I find it important to listen to a woman's experiences but keep in mind to listen not to what she says, but what she describes. Her feelings are much more important and accurate than her conclusions in regards to her experiences.
I really feel for people with autism because they lack the sense that helps them read women, because on the whole women are really bad at explaining themselves.
How can I respect adults that I seem to understand better than they understand themselves? This isn't an intelligence thing either, I've dated at least two women I'm convinced would be more intelligent than me across the board. They ended up teaching me a lot about themselves. The first of the two made me realize how important it is to maintain that mild disrespect, because when I openly accepted her advice she became too arrogant (and as a result unhappy), because she thought it made her better than me (and women want someone better than themselves). Of course women never admit this (except maybe in bed, but then they'll admit anything, even things that aren't true), which proves yet again that they can't be trusted at saying what they like.
It's what makes online interaction with women so tiresome and why I don't text or chat generally with women that I don't know. It's like trying to sail without having a sense of which way the wind is blowing. For the periods where I used dating sites to meet women (not a big fan), I never really chatted much. I said what I liked about her, suggested a date while making clear there was some leeway and then make one or two conversation starters so she can slow things down a little but more importantly feel like there's space for her to slow things down. The day before/of the date I made sure to text a bit, because women get more nervous than men and she needs to be reassured basicly. Without doing that you waste a lot of time getting stood up. I guess it's also a kind of foreplay to the date. It's not just be reassuring, it's also throwing up a ball or two and saying one or two things where she can't be sure exactly what you mean; things to make her curious. If it was writing a book, it would be the one or two hooks to get people turning the page. It may sound gimmicky, but it works.
This whole thing reminds me of that old adage: "You can either understand women or love women, but not both". There is a truth in that. Though I think you can still love something without taking their words too seriously.

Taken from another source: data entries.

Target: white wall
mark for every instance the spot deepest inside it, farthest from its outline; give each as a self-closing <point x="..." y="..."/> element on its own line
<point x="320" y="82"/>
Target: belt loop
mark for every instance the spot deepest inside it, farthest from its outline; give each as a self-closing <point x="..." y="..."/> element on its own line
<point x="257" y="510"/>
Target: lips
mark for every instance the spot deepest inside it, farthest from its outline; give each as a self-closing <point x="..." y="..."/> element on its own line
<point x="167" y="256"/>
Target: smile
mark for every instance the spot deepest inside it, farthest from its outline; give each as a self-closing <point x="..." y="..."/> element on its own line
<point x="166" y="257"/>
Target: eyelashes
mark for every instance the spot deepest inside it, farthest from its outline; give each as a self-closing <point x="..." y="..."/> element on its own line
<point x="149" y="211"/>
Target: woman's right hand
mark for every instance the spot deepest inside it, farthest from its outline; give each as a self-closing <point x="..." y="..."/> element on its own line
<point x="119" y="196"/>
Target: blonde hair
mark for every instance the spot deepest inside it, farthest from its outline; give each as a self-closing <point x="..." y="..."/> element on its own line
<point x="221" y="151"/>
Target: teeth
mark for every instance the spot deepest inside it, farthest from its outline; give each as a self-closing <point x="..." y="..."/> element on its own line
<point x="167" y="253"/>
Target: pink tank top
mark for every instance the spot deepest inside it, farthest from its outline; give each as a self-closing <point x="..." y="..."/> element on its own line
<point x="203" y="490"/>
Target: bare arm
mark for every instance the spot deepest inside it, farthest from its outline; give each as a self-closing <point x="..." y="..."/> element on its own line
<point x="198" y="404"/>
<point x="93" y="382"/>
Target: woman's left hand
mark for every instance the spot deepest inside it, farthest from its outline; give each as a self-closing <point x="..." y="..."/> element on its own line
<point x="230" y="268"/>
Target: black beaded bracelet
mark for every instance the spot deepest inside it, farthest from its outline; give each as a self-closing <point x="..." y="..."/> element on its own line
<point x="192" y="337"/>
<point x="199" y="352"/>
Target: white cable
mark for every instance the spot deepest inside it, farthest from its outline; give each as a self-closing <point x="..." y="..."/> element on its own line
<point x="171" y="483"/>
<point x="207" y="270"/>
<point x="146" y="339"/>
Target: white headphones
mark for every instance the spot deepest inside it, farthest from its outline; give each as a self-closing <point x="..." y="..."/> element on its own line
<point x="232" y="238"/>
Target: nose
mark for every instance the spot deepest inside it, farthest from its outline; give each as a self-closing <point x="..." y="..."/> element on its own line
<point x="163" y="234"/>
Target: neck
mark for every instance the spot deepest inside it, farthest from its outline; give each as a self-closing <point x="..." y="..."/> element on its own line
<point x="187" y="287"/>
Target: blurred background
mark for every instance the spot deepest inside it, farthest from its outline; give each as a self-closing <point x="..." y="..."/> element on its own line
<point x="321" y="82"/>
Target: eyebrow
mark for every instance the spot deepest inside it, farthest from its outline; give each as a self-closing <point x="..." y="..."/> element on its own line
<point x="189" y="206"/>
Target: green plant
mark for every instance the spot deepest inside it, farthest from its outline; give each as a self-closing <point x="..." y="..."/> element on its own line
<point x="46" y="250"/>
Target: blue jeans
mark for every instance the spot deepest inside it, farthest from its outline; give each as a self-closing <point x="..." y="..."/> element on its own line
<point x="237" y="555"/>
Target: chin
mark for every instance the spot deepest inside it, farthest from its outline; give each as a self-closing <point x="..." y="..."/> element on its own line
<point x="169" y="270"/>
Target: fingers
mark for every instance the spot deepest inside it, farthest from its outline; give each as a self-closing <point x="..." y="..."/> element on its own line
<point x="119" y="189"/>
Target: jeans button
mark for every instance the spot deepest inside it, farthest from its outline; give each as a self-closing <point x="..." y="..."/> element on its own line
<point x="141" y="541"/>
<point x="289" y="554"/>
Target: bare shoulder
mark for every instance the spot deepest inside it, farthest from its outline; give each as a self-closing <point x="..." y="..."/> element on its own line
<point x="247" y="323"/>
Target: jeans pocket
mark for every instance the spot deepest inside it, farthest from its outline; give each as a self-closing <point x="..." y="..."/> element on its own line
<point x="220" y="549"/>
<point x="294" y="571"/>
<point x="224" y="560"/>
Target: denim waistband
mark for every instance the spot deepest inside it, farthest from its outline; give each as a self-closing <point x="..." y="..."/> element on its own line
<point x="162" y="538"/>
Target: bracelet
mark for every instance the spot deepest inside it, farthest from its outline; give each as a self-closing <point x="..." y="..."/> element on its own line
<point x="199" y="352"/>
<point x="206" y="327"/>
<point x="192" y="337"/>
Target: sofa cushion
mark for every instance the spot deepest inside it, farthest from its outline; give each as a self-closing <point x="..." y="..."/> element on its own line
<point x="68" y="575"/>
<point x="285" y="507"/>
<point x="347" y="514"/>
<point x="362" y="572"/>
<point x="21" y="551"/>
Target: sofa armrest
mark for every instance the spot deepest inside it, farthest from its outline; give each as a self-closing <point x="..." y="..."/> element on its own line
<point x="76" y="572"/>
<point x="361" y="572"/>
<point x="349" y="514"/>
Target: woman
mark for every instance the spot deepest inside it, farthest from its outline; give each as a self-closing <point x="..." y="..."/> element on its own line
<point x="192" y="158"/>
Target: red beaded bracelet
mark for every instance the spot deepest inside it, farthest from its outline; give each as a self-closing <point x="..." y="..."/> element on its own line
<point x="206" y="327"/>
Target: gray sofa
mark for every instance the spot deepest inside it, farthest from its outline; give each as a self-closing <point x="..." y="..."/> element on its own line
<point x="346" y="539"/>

I think when you really break it down, women just respond strongly to being disrespected. It focuses a woman's attention on you, which depending on what she's like might be positive (if she's an appeaser) or negative (if she thinks she's tough). As a sidenote you don't really see the appeasers online in forums because they avoid confrontation so they either just lurk or just don't say what they disagree with, which is why women you do discuss eith online are invariably insufferable.
A negative response in person is fine, even great, because now she'll try to tear you down and then when she discovers she can't affect you the way you affect her, she realizes at a base animal level that you're stronger and better than her and she'll be subscribing to your dick in no time.
Inexperienced men might be so swept of their feet by the sexual experience that they forget that women in bed have more desire to be disrespected even than th is outside it. This how sometimes women reclaim the power through sex and it tends to make both miserable pretty quickly.
I've known one guy who related his first sexual experience of a woman pointing out his nervousness and he didn't admit it and said "it's because you're exciting me". He was kind of a natural at understanding women. It took me mistakes to learn. He knew to retain the initiative from the get go.
I feel it's kinda sleazy talking about all this and it's easily misinterpreted because it's bad advice to say "disrespect women", but just keep in mind that it's worse advice when someone says "respect women".